Law and Parenthoodby Chris Barton, Gillian Douglas
Pub. Date: 06/15/1995
In recent years, child law has increased in prominence, not only in the public eye and the courts, but also as a study option as a result of modularisation. This book discusses the substantive law, the procedural law, and all the main issues which are commonly raised in both undergraduate and postgraduate courses on the subject. With the implementation of the Children Act 1989 and the Child Support Act 1991, family law practitioners will also have much to gain from this text, as they find themselves increasingly specialising in child care law and private child law. The primary concern of family law tends to be the role and function of parents. This book addresses the key issues of parental rights and responsibilities: a vital approach lacking in most academic law books which instead look at the parent-child relationship from the position of the child.
Table of ContentsPart I. Introduction: 1. Law, parenthood and society; 2. Perspectives on the rights and duties of parenthood; Part II. Parentage: 3. Automatic parental status; 4. Ascribed parental status and the child's identity; 5. Unmarried fathers, former parents and non-parents; Part III. Private Law: Parental Responsibility: 6. Issues and influences; 7. Dual parenting: anticipation and actuality; 8. Separated parents (1): caring.
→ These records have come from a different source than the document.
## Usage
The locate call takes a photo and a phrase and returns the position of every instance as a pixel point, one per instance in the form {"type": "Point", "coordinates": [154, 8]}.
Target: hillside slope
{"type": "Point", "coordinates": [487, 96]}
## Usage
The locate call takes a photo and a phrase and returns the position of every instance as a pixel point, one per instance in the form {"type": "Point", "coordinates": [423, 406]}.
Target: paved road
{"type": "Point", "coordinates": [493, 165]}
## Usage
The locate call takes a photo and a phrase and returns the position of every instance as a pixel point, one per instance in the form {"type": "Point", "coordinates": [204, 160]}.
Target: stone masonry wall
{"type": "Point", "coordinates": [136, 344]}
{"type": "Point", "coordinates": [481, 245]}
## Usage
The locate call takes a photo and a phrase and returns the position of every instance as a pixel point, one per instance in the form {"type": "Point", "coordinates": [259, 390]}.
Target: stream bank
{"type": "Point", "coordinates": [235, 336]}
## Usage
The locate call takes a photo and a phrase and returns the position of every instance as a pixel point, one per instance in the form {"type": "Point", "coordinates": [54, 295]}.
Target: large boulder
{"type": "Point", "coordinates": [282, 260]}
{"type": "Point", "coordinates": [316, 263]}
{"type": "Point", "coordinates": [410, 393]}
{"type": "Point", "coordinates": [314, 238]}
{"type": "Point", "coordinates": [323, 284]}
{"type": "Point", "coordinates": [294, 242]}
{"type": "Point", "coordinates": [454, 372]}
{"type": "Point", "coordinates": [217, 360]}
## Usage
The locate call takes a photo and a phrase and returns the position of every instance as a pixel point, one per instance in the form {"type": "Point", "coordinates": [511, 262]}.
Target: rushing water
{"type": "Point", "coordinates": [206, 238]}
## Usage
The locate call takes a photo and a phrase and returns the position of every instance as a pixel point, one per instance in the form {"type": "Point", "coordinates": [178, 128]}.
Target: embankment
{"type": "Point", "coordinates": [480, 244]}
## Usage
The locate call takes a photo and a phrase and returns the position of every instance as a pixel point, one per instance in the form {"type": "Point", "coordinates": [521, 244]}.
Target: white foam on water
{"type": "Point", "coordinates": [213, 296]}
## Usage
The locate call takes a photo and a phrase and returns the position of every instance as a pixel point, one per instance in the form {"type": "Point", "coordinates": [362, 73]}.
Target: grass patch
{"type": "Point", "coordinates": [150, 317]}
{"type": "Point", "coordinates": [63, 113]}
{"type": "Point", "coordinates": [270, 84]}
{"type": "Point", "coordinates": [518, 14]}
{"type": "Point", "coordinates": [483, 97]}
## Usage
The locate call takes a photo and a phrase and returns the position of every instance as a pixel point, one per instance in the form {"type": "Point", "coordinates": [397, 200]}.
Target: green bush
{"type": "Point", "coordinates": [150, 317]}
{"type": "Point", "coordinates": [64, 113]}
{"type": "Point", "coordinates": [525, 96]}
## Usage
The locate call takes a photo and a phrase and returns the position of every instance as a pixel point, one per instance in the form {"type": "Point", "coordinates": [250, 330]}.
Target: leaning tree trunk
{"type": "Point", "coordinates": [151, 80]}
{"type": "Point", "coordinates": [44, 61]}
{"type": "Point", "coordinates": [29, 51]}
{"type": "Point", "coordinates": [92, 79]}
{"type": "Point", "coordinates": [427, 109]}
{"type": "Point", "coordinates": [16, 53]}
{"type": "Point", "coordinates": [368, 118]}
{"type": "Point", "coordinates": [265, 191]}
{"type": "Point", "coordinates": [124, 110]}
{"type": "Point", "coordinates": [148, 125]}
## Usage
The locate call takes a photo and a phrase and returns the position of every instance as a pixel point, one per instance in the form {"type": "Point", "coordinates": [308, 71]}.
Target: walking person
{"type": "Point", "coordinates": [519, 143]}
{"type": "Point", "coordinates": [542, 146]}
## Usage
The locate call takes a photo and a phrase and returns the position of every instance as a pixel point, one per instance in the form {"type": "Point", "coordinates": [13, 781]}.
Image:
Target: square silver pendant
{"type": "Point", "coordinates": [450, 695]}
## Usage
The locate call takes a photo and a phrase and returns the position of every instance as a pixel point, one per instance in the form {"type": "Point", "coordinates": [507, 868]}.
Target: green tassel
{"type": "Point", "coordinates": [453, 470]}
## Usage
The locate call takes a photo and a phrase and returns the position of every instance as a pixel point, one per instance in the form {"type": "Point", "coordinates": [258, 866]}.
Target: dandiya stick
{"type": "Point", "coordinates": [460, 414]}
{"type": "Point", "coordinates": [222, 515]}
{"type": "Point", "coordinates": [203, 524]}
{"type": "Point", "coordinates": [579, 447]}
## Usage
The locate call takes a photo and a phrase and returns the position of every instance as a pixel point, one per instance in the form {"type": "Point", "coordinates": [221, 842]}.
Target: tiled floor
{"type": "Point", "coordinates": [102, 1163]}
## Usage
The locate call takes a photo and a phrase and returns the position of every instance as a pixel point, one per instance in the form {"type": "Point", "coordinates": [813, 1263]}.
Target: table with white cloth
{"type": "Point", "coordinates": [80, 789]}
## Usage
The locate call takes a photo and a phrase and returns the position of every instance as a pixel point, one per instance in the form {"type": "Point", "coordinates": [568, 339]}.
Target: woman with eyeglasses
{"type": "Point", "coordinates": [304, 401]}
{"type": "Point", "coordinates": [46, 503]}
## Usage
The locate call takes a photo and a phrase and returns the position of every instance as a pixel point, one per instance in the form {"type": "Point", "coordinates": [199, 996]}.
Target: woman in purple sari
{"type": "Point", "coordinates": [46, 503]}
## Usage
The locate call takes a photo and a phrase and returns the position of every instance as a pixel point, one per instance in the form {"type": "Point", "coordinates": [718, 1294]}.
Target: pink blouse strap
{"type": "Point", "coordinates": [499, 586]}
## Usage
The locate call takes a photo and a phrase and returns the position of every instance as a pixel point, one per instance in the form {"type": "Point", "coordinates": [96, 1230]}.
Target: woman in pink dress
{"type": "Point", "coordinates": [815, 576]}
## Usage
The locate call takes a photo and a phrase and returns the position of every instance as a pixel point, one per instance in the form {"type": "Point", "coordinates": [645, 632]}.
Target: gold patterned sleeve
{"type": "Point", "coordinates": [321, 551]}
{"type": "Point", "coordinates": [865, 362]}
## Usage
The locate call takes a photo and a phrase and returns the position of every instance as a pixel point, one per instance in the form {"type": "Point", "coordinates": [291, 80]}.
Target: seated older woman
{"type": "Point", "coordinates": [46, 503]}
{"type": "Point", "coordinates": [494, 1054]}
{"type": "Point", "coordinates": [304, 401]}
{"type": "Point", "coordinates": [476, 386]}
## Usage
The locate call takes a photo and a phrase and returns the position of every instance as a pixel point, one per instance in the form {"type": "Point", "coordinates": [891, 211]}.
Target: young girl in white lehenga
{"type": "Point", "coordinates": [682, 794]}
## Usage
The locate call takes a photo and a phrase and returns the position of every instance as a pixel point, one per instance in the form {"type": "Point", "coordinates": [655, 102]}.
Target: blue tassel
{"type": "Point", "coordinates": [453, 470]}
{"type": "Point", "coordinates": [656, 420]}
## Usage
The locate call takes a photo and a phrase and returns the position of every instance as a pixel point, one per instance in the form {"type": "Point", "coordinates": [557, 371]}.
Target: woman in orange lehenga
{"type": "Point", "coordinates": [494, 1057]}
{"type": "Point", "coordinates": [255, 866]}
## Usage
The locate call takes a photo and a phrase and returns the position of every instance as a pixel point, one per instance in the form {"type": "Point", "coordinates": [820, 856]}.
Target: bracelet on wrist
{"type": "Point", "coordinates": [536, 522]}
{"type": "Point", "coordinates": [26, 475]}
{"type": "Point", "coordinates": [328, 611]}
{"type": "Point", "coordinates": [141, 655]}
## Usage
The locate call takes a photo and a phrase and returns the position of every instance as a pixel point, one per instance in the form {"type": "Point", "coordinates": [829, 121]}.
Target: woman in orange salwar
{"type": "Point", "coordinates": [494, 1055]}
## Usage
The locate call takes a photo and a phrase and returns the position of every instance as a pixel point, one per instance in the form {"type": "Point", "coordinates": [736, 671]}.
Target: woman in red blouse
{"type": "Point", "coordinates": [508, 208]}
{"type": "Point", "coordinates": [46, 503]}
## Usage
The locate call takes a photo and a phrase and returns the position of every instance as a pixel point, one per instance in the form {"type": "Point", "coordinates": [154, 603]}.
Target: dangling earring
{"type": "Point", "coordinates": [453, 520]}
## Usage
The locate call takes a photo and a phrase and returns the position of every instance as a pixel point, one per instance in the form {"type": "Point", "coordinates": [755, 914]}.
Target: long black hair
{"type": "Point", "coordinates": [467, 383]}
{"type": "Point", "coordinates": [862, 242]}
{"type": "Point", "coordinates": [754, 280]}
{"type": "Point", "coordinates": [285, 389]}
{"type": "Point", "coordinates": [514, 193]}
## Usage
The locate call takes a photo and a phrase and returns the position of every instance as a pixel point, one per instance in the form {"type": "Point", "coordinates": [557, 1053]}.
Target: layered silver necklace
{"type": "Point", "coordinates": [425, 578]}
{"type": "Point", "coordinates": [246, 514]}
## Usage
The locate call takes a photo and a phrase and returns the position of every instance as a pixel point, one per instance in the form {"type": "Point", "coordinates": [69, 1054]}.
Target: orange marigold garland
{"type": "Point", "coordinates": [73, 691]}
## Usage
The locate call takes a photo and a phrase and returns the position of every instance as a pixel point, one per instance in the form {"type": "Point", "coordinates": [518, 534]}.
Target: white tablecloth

Separated parents (2): paying; Part IV. Parents and the State: 9. State support for parents; 10. Educative duties; 11. Protecting children through support and partnership; 12. Compulsory intervention to protect children; 13. Children in the public care; Part V. Law and Parenthood in Litigation: 14. Outside court proceedings; 15. Court proceedings; Part VI. Conclusion: 16. From nature to nurture.